Bin auch vor ein paar Wochen umgezogen und musste bei Computec meine Adresse ändern.
Habe einfach dort angerufen und gesagt, dass ich meine Adresse ändern möchte und die aktuelle Ausgabe, aufgrund des Umzugs, noch nicht erhalten habe.

2 Tage später hatte ich das Heft als Nachsendung im Briefkasten. Fand ich klasse!

Hoffe, dass ich zukünftig die PCGH an meine neue Adresse gesendet bekomme..


----------



## keinnick (24. September 2013)

*AW: Kündigung wegen mangelhaften Service/Adressänderung.  Schade !*



Atothedrian schrieb:


> Ein Nachsendeantrag kostet aber auch wieder kanpp 20€ und wenn man seine neue Adresse allen mitteilt kann man auch darauf verzichten. Ich kann den TE hier voll verstehen. Auch ein Anruf kostet wieder extra.
> 
> Wenn man eine Mail für den Support anbietet sollte das auch funktionieren, oder man lässt es bleiben. Einmal kann ja passieren aber öfter? Etwas fragwürdig ist das schon.


 
Ein Nachsendeantrag kann aber nie schaden.

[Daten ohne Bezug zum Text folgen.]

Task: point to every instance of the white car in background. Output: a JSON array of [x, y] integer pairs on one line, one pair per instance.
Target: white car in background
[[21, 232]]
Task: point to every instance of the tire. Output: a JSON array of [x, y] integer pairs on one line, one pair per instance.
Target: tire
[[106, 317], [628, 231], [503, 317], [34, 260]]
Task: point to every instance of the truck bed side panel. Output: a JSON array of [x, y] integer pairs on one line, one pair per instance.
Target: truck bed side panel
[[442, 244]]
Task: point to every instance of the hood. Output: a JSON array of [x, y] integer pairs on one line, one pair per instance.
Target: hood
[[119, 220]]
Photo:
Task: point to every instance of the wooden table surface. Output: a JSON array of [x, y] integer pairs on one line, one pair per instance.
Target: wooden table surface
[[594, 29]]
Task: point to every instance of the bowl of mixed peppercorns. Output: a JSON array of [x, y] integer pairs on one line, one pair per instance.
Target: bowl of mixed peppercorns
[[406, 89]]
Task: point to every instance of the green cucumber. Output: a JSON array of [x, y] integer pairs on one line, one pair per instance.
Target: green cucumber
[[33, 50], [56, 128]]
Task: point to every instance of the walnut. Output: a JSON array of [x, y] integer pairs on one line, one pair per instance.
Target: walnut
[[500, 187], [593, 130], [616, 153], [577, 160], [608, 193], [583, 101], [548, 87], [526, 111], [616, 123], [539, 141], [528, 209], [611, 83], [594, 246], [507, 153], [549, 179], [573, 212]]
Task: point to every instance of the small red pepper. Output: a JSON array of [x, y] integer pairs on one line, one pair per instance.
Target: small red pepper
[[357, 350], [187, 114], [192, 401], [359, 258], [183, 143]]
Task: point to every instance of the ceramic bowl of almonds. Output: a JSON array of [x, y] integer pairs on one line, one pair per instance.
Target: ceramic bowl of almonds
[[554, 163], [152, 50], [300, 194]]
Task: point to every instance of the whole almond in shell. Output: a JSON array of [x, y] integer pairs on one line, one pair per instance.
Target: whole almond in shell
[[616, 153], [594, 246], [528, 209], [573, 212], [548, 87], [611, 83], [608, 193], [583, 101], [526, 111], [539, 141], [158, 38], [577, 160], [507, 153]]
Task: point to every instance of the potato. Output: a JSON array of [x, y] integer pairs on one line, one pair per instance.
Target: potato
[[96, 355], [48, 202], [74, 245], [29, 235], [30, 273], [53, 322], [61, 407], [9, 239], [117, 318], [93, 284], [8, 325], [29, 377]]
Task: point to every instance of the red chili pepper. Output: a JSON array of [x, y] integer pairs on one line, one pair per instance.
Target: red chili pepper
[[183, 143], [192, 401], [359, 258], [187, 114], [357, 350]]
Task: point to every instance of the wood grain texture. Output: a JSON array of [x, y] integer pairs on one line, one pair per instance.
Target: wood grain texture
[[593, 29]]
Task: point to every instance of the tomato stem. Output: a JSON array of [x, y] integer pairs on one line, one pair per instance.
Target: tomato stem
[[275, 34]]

Und im Vergleich zu dem was ein Umzug und die Einrichtung / Renovierung einer Wohnung kostet ist das wohl ein Witz oder?! Ach ja, und ein Anruf kostet natürlich auch extra. Nur würde ich da eher die paar Cent investieren als 3 Mails zu schreiben, eine Kündigung per Post zu schreiben und hier einen Thread aufzumachen (der eh nichts bringt).


----------



## DPr (24. September 2013)

*AW: Kündigung wegen mangelhaften Service/Adressänderung.  Schade !*

Bei einem Nachsendeantrag werden POSTVERTRIEBSSTÜCKE ( und dazu gehören i.d.R die Computerzeitschriften) nicht nachgesendet. Da muß sich der Zeitungsempfänger, bzw der Verlag dann selber drum kümmern.


----------



## keinnick (24. September 2013)

*AW: Kündigung wegen mangelhaften Service/Adressänderung.  Schade !*



DPr schrieb:


> Bei einem Nachsendeantrag werden POSTVERTRIEBSSTÜCKE ( und dazu gehören i.d.R die Computerzeitschriften) nicht nachgesendet. Da muß sich der Zeitungsempfänger, bzw der Verlag dann selber drum kümmern.


 
Meine ADAC-Zeitung kam damals lustigerweise trotzdem via Nachsendeantrag auf der neuen Adresse an


----------



## Fr0ntL1ner (24. September 2013)

*AW: Kündigung wegen mangelhaften Service/Adressänderung.  Schade !*

Mit anrufen erreicht man mehr als online per Mail. So sind meine Erfahrungen.


----------



## M4xw0lf (24. September 2013)

*AW: Kündigung wegen mangelhaften Service/Adressänderung.  Schade !*



Fr0ntL1ner schrieb:


> Mit anrufen erreicht man mehr als online per Mail. So sind meine Erfahrungen.


 
Kann ich bestätigen (wie in meinem vorherigen Post beschrieben).


----------



## Snake3000 (24. September 2013)

*AW: Kündigung wegen mangelhaften Service/Adressänderung.  Schade !*



			
				ΔΣΛ;5678422 schrieb:
			
		

> Nur schade das dieser Thread hier bei PCGH(X) einfach gar nichts bringt, denn die PCGH-Mitarbeiter oder Moderatoren/Administratoren haben genau Null mit dem Vertrieb des Heftes zu tun, ist nun mal leider so.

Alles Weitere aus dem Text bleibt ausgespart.